Agora, com Marco Silva na Premiership, Mourinho repetiu o discurso simpático sobre o «miúdo». «Estou ansioso por ter aqui outro português, neste caso um de uma geração mais jovem do que eu», disse: «É conhecido em Portugal como um dos bons jovens treinadores. Foi para a Grécia e ninguém sabe o que ele fez na Grécia, ninguém sabe que ele foi campeão. Agora vem para a grande Liga, é uma grande oportunidade para todos. Espero que perca três jogos e vença todos os outros.»

Marco Silva foi recebido com alguma desconfiança pela opinião pública inglesa, um nome desconhecido para um clube em grandes apuros, mas Mourinho também tentou ajudar nisso. «Começou de baixo, não teve logo um clube de topo, esteve bem num clube pequeno em Portugal, depois foi parao Sporting, um dos três primeiros, ganhou a Taça de Portugal. Foi para a Grécia, foi campeão com o Olympiakos», explicou: «Para mim é muito estável, apesar de ser jovem é experiente, porque é muito estável, muito maduro. Espero que lhe corra bem. Mas todos sabemos que na Premier League quando se está no fundo é difícil dar o salto, mas ele vai de certeza tentar.»
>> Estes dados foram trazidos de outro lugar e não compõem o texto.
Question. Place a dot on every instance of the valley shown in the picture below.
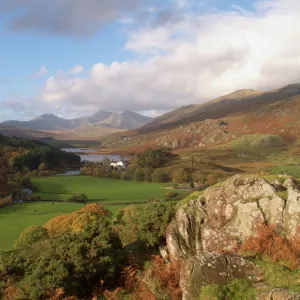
(114, 195)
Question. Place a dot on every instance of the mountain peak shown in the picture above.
(46, 116)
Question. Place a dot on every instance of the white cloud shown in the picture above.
(196, 58)
(42, 72)
(63, 17)
(76, 70)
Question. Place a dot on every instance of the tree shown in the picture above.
(30, 236)
(153, 158)
(180, 176)
(75, 262)
(43, 167)
(145, 224)
(161, 175)
(77, 198)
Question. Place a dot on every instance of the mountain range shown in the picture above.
(219, 121)
(101, 119)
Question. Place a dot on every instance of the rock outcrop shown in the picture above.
(220, 219)
(223, 216)
(214, 268)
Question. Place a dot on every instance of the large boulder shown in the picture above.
(223, 216)
(214, 268)
(220, 219)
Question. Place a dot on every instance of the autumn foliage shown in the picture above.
(6, 201)
(76, 221)
(158, 281)
(270, 242)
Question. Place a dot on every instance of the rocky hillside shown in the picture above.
(211, 226)
(220, 121)
(101, 119)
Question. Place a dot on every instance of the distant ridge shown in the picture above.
(101, 119)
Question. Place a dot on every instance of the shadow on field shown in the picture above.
(24, 208)
(53, 188)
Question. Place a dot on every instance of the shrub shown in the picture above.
(145, 224)
(43, 173)
(6, 201)
(161, 175)
(159, 281)
(114, 174)
(33, 198)
(143, 174)
(70, 261)
(30, 236)
(236, 290)
(270, 242)
(127, 174)
(77, 198)
(153, 158)
(170, 195)
(180, 176)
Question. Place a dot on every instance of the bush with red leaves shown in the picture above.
(270, 242)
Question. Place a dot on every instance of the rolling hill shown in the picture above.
(101, 119)
(220, 121)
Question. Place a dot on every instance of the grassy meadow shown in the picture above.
(103, 190)
(113, 194)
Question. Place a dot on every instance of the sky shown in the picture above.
(73, 57)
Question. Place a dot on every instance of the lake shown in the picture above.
(90, 156)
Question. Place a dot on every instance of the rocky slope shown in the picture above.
(220, 121)
(220, 219)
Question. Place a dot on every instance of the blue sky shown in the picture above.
(40, 44)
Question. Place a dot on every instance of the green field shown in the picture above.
(14, 219)
(102, 190)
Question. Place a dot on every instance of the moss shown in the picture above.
(236, 290)
(193, 196)
(257, 141)
(283, 195)
(290, 170)
(278, 276)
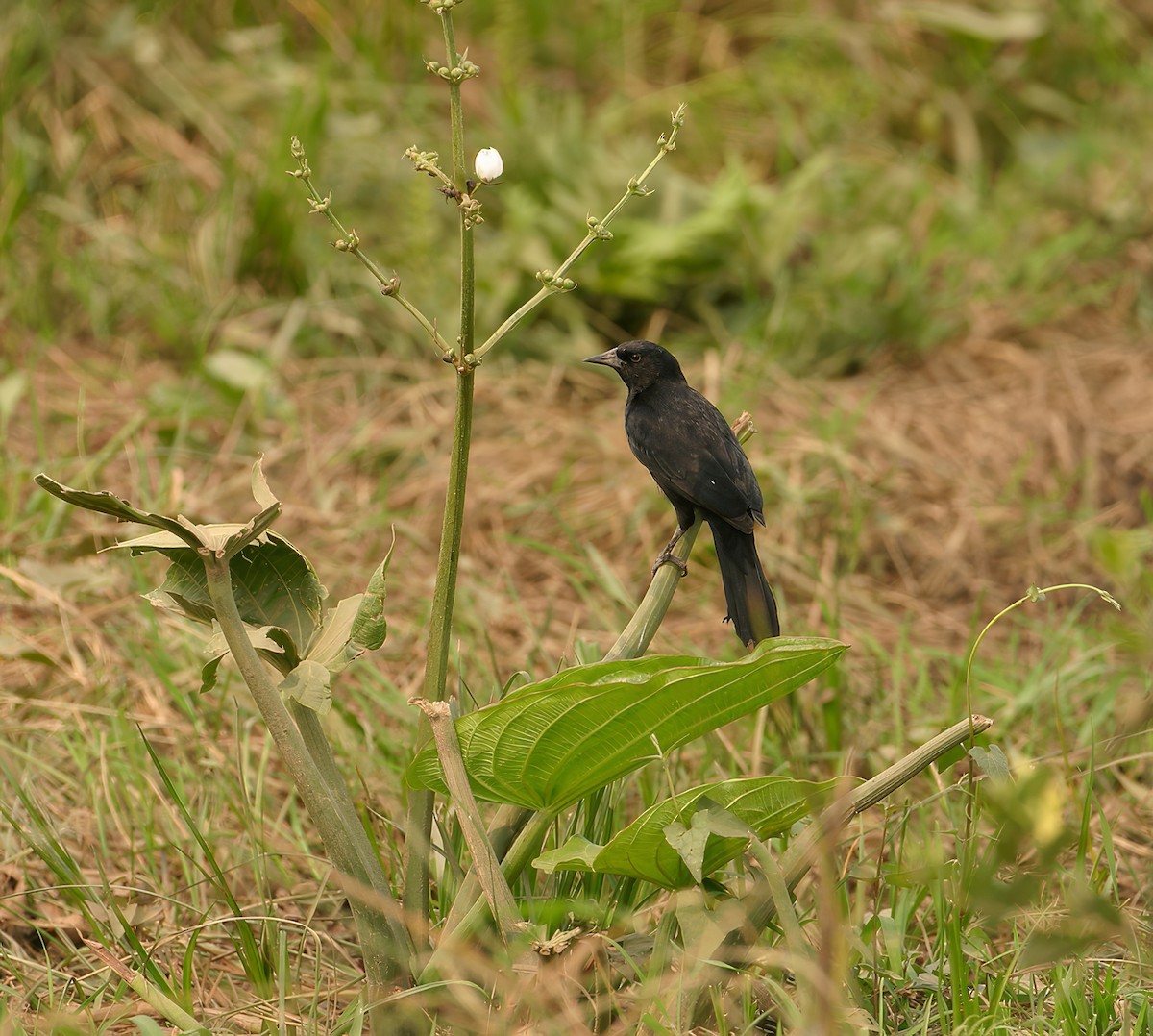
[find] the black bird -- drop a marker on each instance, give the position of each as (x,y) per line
(697,461)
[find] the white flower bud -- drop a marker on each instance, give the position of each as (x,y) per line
(488,164)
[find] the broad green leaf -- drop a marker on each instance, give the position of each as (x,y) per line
(549,743)
(330,645)
(767,805)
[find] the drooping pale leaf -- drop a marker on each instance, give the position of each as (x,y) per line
(992,761)
(714,825)
(262,494)
(767,805)
(272,581)
(209,672)
(370,627)
(549,743)
(330,646)
(309,683)
(214,536)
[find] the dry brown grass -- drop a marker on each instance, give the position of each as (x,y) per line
(972,476)
(904,502)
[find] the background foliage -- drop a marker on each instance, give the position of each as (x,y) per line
(911,237)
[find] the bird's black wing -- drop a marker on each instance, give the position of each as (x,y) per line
(692,454)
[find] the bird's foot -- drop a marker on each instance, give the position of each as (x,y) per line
(668,557)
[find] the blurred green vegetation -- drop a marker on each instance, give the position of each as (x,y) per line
(851,178)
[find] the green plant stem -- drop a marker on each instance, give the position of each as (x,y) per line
(485,864)
(459,173)
(637,636)
(384,940)
(470,913)
(419,822)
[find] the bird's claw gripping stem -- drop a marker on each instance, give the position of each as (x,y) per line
(667,557)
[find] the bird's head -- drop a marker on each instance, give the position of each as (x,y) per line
(640,363)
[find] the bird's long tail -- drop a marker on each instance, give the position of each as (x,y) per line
(752,607)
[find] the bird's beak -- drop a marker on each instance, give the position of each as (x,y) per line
(609,358)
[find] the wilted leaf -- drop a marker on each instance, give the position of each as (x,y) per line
(309,683)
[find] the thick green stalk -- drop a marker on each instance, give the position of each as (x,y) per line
(419,826)
(384,940)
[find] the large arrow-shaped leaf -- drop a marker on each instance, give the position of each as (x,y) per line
(768,805)
(551,743)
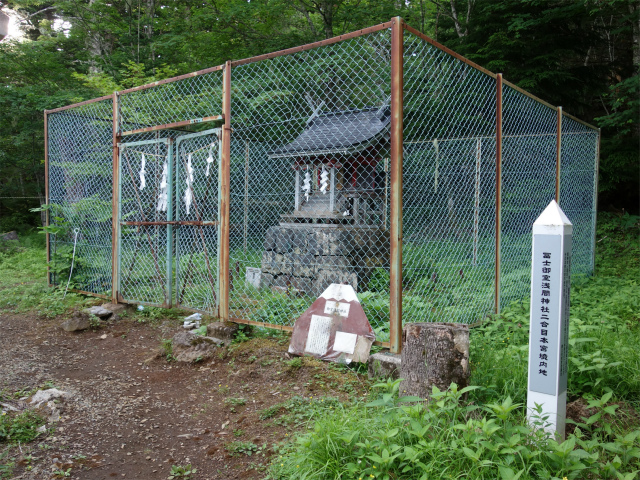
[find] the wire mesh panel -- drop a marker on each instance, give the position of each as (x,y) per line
(192,98)
(145,207)
(197,162)
(310,185)
(529,142)
(578,190)
(80,192)
(308,198)
(448,187)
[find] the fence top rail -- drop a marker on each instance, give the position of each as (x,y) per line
(79,104)
(448,51)
(172,79)
(581,122)
(309,46)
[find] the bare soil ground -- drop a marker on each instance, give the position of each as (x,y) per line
(134,414)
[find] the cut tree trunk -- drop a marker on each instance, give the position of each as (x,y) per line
(433,354)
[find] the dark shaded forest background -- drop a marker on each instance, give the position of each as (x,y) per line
(581,54)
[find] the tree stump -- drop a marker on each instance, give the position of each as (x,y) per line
(433,354)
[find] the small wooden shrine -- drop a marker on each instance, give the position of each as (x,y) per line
(337,230)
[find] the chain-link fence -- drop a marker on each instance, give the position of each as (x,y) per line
(298,148)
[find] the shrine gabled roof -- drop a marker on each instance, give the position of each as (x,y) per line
(344,132)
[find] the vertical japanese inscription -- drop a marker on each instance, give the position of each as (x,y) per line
(545,315)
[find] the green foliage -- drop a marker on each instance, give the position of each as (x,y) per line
(295,363)
(482,432)
(19,427)
(379,281)
(604,327)
(6,466)
(181,471)
(393,437)
(167,349)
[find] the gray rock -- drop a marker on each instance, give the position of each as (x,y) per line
(225,331)
(189,347)
(99,312)
(116,308)
(10,236)
(79,321)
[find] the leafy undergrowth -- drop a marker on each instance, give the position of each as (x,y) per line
(394,438)
(486,435)
(23,280)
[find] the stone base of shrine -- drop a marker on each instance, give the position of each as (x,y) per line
(309,257)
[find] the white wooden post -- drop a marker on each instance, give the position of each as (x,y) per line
(549,329)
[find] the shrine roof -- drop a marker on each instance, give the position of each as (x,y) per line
(344,132)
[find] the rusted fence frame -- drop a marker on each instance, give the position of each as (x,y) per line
(46,192)
(224,198)
(115,198)
(395,202)
(397,26)
(498,225)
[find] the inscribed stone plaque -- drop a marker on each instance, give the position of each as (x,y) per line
(319,332)
(253,276)
(341,309)
(345,342)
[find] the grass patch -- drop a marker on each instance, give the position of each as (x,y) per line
(19,427)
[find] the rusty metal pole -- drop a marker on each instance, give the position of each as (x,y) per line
(558,154)
(46,191)
(225,198)
(115,227)
(498,188)
(397,71)
(595,202)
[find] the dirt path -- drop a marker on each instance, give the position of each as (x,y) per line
(133,414)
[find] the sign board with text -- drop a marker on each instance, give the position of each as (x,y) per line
(549,317)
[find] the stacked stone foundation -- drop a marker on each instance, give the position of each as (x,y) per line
(309,258)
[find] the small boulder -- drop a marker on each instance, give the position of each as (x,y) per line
(79,321)
(115,308)
(100,312)
(225,331)
(189,347)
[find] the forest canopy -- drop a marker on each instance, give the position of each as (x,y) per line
(581,54)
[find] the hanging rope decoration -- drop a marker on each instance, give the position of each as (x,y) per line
(324,180)
(306,186)
(188,193)
(162,196)
(210,158)
(142,172)
(435,176)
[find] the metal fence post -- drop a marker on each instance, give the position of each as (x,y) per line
(498,187)
(170,218)
(395,301)
(224,180)
(46,191)
(115,199)
(558,154)
(595,202)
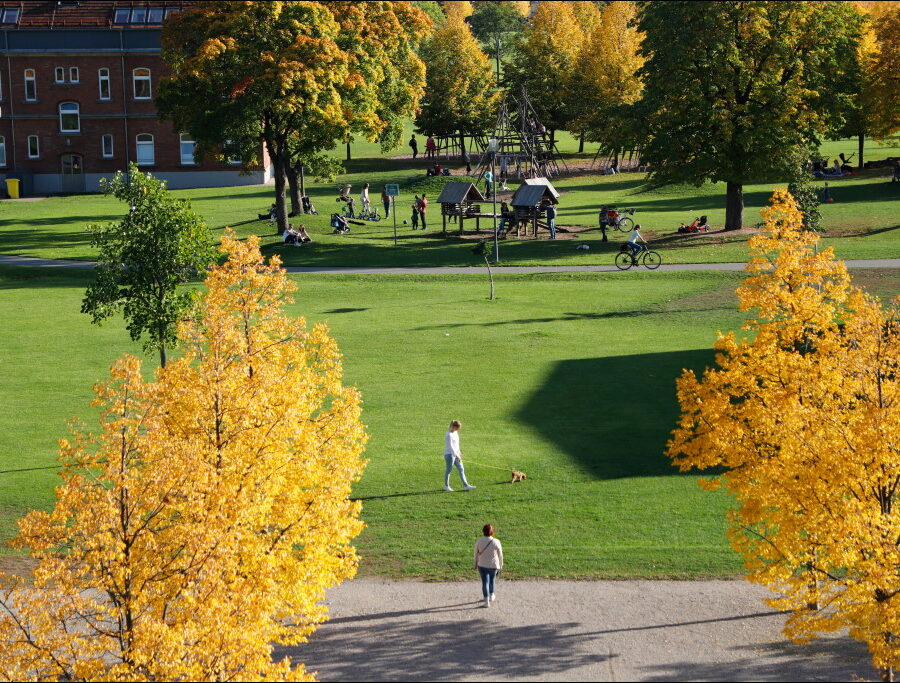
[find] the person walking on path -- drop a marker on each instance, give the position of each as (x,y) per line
(423,207)
(551,219)
(488,562)
(453,456)
(386,201)
(415,216)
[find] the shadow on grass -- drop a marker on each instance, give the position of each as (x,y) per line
(613,416)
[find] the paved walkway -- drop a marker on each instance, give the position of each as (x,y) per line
(566,630)
(457,270)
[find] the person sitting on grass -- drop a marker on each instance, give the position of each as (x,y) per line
(633,241)
(453,456)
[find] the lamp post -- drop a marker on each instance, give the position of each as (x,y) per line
(492,147)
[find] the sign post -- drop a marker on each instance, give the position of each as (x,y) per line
(392,190)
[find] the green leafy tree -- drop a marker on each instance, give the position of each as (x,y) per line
(158,246)
(459,95)
(497,25)
(281,72)
(736,103)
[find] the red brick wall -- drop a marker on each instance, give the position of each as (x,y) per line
(86,93)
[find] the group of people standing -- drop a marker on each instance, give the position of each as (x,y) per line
(488,554)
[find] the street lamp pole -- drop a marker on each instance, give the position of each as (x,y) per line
(492,146)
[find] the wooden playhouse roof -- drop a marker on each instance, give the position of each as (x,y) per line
(458,192)
(542,181)
(530,194)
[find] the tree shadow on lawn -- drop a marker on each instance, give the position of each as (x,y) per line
(397,649)
(613,415)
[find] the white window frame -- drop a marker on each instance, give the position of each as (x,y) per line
(101,79)
(143,144)
(30,80)
(69,112)
(104,152)
(134,82)
(185,161)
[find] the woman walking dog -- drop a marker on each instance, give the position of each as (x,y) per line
(488,562)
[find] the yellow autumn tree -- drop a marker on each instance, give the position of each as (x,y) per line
(543,62)
(204,522)
(605,81)
(805,417)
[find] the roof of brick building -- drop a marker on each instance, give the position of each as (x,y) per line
(44,14)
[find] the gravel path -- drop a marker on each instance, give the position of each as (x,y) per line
(384,630)
(461,270)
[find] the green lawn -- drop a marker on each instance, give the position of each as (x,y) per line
(862,223)
(567,377)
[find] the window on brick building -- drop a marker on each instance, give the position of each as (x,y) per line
(69,118)
(103,79)
(146,154)
(187,145)
(141,79)
(30,86)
Marco retribuiu a simpatia. Depois, claro, de ter de se distanciar das comparações com Mourinho que lhe quiseram colocar logo à chegada. Começou pela forma como se definiu, quando lhe perguntaram como se intitulava ele, depois de Mourinho se ter apresentado em Inglaterra, em 2004, como o «Special One». «Sou só o Marco Silva.»

«Não é justo comparar. O Mourinho é o Mourinho, os outros treinadores são os outros treinadores. Para nós é fantástico tre dois treinadores portugueses frente a frente em Old Trafford, mas é só isso», disse Marco na antevisão do jogo: «Jogamos contra uma grande equipa, é um jogo muito duro para nós de certeza, vamos ver o que acontece. Vai ser bom ver o Mourinho, de certeza que vamos conversar um pouco, mas durante 90 minutos somos adversários. O Mourinho vai tentar ganhar e eu vou tentar o mesmo.

«Mourinho é Mourinho. É uma pessoa fantástica, como treinador sabem o que ele ganhou. É um amigo também. É um orgulho para todos os portugueses o que ele já fez e continua a fazer», insistiu Marco.

A outra diferença deste duelo britânico entre Mourinho e um rival português é, claro, o favoritismo. Tal como em 2013, o «Special One» treina um dos grandes de Inglaterra, mas o treinador do outro lado está a lutar pela sobrevivência. Marco Silva assumiu o «lanterna vermelha» da Premier League, um clube com muitas dificuldades.

O antigo treinador do Estoril, Sporting e Olympiakos entrou no Hull a ganhar, eliminando o Swansea da Taça de Inglaterra. Agora segue-se um duplo confronto nas meias-finais da Taça da Liga. Mourinho diz que vai encarar a decisão muito a sério, sem poupar jogadores. Marco Silva admitiu na antevisão da partida que o objetivo do Hull é levar a decisão para casa: «Vamos tentar deixar o resultado aberto para o segundo jogo. É o nosso objetivo para este jogo.»

José Mourinho já tinha estado no primeiro duelo entre treinadores portugueses no estrangeiro num dos grandes campeonatos, quando defrontou Jesualdo Ferreira, então no Málaga, em 2010, um encontro que o Real Madrid venceu por 4-1. Recorde aqui outros confrontos anteriores entre técnicos portugueses.

Nas últimas épocas os duelos de treinadores nacionais passaram também pelo grande palco que é a Liga dos Campeões. Villas-Boas, no Zenit, jogou com o Valencia, então de Nuno Espírito Santo, na fase de grupos de 2015 e na época anterior tinha defrontado também na primeira fase o Monaco de Leonardo Jardim. E a equipa do Principado, de novo com Jardim no banco, eliminou já esta época o Fenerbahce, então treinado por Vítor Pereira, no play-off de acesso à Champions.